I had a friend in college who worked as a waitress. She once told me that her coworkers would often complain about having to work on Sundays at lunchtime. Their reason why? “The only people who come in are Christians on their way home from church. And Christians are bad tippers.”
I’m guessing that we Christians can owe part of our bad reputation among wait staff to the fact that many of the after-church restaurant patrons are elderly individuals who may just have a set habit of tipping a dollar or two, despite the fact that a dollar or two gets you considerably less than it did thirty. But the problem isn’t limited to our elders. I remember once being to dinner with a group of friends from high school on a visit home from college. They weren’t all Christians, but one was a rather outspoken Christian. And this outspoken Christian, after we had all chipped in our share, insisted that we leave a smaller tip than what our contributions were adding up to. “You’re just supposed to double the tax, and that’s the tip,” she said. In Pennsylvania, that amounts to a 14% tip, not even the expected 15% minimum… and there were nearly 10 of us that this waitress served. I’m not sure how she convinced the rest of us to take pack some of our contribution, but I remember wanting to leave quickly before the waitress picked up the money off of the table because I was so embarrassed.
What motivates us as Christians to be so stingy? Are people trying to be good stewards while ignoring Scripture’s exhortation to give generously? Christians need to realize that tipping is an act of witness to a waiter or waitress; and the waiter or waitress is going to make judgments on your character based on how well, or not well, you tip. Trust me. I’ve worked for tips before as a pizza deliverer, and that job completely changed my opinion of one church near my home after they tipped me very poorly (something like $1 on a $50 order), and my opinion wasn’t, “Well, they’re just trying to be good stewards.”
A few practices that I try to keep:
1.) Always tip at least 20%.
2.) Don’t “punish” your waiter/ress for bad or disappointing service with a smaller tip. Instead, show grace.

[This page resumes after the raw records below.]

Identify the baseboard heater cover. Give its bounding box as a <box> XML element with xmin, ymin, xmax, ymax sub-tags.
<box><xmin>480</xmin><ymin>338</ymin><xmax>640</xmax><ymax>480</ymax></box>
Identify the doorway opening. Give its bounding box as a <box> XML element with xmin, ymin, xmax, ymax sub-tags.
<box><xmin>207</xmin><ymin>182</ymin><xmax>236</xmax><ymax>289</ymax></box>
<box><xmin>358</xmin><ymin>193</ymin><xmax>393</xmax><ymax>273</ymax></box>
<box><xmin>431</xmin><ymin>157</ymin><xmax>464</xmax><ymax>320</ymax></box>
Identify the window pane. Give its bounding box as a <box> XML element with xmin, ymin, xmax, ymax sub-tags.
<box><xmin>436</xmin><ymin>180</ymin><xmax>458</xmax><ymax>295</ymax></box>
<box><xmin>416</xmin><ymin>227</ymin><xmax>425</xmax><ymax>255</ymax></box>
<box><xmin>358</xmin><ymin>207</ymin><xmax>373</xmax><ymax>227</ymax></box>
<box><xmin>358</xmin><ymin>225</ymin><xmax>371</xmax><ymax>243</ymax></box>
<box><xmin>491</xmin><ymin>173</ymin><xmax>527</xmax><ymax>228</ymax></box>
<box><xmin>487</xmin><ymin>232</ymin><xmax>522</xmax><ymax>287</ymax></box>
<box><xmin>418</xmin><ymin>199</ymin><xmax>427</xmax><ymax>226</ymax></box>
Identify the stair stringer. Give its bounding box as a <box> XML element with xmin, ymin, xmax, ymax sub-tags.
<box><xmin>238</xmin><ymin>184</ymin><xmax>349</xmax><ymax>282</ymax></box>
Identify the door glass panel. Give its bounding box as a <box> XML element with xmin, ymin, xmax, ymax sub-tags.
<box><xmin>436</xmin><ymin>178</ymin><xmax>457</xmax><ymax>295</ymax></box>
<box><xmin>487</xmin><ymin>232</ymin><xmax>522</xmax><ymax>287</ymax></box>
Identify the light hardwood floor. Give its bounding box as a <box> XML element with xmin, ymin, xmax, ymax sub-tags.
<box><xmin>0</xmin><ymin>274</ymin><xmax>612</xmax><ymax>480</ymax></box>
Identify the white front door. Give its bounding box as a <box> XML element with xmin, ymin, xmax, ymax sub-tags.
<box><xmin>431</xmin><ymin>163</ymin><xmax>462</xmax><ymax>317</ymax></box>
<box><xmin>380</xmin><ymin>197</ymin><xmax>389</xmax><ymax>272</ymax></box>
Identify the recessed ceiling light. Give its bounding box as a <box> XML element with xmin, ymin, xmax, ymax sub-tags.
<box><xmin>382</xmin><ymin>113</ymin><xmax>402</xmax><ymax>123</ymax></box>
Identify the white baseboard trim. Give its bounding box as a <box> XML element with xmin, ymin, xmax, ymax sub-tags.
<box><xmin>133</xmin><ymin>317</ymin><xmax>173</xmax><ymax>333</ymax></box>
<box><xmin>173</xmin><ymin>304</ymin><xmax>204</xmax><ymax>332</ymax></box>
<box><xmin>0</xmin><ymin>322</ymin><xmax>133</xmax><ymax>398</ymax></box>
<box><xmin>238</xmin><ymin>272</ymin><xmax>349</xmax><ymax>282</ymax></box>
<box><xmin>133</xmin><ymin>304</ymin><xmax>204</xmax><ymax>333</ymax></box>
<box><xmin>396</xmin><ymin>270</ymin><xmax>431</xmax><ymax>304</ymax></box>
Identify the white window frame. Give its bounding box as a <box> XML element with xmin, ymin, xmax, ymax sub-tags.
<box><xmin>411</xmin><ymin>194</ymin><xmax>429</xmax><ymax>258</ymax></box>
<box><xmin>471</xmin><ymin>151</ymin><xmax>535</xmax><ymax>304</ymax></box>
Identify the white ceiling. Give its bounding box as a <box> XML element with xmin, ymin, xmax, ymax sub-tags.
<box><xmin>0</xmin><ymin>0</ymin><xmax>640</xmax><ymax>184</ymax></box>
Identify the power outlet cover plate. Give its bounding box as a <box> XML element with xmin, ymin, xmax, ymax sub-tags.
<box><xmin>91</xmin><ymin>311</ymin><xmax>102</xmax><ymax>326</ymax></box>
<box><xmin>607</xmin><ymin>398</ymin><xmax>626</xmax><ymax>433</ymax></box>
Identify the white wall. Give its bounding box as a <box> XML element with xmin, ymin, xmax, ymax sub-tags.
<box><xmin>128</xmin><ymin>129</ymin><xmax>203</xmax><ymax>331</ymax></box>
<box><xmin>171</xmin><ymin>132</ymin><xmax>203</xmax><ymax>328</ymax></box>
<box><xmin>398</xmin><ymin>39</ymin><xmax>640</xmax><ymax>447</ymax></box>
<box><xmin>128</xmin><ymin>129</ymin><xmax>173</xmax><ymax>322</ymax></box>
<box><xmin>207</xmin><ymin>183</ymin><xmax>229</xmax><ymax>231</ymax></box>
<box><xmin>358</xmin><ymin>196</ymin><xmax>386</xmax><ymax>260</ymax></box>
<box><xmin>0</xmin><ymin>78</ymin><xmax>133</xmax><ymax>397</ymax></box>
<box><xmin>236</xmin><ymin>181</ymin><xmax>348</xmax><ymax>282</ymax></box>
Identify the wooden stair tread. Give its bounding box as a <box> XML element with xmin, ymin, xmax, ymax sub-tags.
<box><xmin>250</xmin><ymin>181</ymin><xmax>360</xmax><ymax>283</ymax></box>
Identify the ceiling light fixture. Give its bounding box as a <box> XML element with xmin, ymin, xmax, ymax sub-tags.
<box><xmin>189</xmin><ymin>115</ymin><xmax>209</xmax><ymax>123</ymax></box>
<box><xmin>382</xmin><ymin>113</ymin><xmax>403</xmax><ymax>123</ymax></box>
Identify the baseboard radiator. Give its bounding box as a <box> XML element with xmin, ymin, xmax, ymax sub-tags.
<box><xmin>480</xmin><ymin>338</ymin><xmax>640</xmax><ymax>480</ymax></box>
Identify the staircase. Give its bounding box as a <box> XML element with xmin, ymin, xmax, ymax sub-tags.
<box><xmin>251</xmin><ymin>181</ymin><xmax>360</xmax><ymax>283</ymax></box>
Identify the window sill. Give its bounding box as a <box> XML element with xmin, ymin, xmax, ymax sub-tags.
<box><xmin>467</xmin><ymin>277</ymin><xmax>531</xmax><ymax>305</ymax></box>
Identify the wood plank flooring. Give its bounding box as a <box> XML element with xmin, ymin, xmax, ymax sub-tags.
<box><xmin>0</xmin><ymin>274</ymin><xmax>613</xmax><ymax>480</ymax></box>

3.) If you give your waiter any reason to think you’re a Christian (being well-dressed on a Sunday afternoon, praying before your meal, faith-related conversation at the table, etc.) know that there’s a good chance that you’re representing the Church and maybe even Christ to your waitress, especially if s/he’s not a Christian him/herself. I once left a restaurant and realized 30 minutes later that my table forgot to leave a tip. On top of that, we had our Bibles out and open on the table. I went back, found our waiter, apologized and gave an even bigger tip than I would normally give.
4.) Take time to get to know the person waiting on you, especially if you’re a repeat customer. I’m still not too good at this one, but want to improve. Waiters and waitresses expend a lot of energy trying to make their customers feel good. It’s a very selfless act. Building a relationship with them and providing the conversational space for them to say now they’re doing or share from their life outside the restaurant could be a breath of fresh air.
“Merry Christmas” vs. “Happy Holidays”… part two: the issue isn’t persecution. it’s effective witness.
Tags: Christmas
Last week, I began reflecting on the “battle” fought every December over whether the greeting “Merry Christmas” or “Happy Holidays” is more important in public discourse. I questioned whether Christians ought just to give up the battle and begin seeing the “Holiday Season” as a holiday completely different from Christmas. You can read it in its entirety, along with the comments, here. The post generated more comments than anything else I’ve ever written on here (granted, soliciting comments through my facebook status probably helped that). Based on people’s comments, and on my own further reflection, here are some conclusions I’m coming to:
It’s simply erroneous to imply that stores instructing their employees to say “Happy Holidays” and not “Merry Christmas” is anything resembling persecution for customers who happen to be Christian. Not to mention, doing so would also be insulting to those saints from previous ages and currently in other parts of the workd who have faced actual persecution and even martyrdom. That being said, if a store clerk wanted to say “Merry Christmas” and faced negative consequences from his employer for doing so, that would raise some free speech issues and be closer (but still probably not equivolent) to persecution.
The fact that this battle is happening, though, does raise contextual issues for Christians seeking to give faithful witness. Christmas has been commercialized. So much so , I would argue as I began to do in the last post, that the result is a completely different holiday bearing little-to-no resemblance to its original significance. The problem is that most Christians have responded one of two ways. Either they’ve completely given in to the whims of the culture and no longer celebrate Christmas as a Holy Day, or they just complain a lot and expect the culture to change back to the way things were. Actually, most Christians, paradoxically do both.
Christians need to find a new way to respond. For the church to simply go along with this cultural change is to give up on giving faithful witness to Christ. For the church to try to change things by flexing the flabby remnants of its influential cultural muscle is simply delusional, and borderline unethical. Christians need to respond in a way that is subversively counter-cultural, not for the sake of winning back Christmas, but for the sake of showing the world the value of following Jesus.
So, what does that look like? I have a few ideas, but I”m more curious to hear what you all think? How do Christians faithfully celebrate Christmas and subvert our culture’s commercialized “Holiday Season”?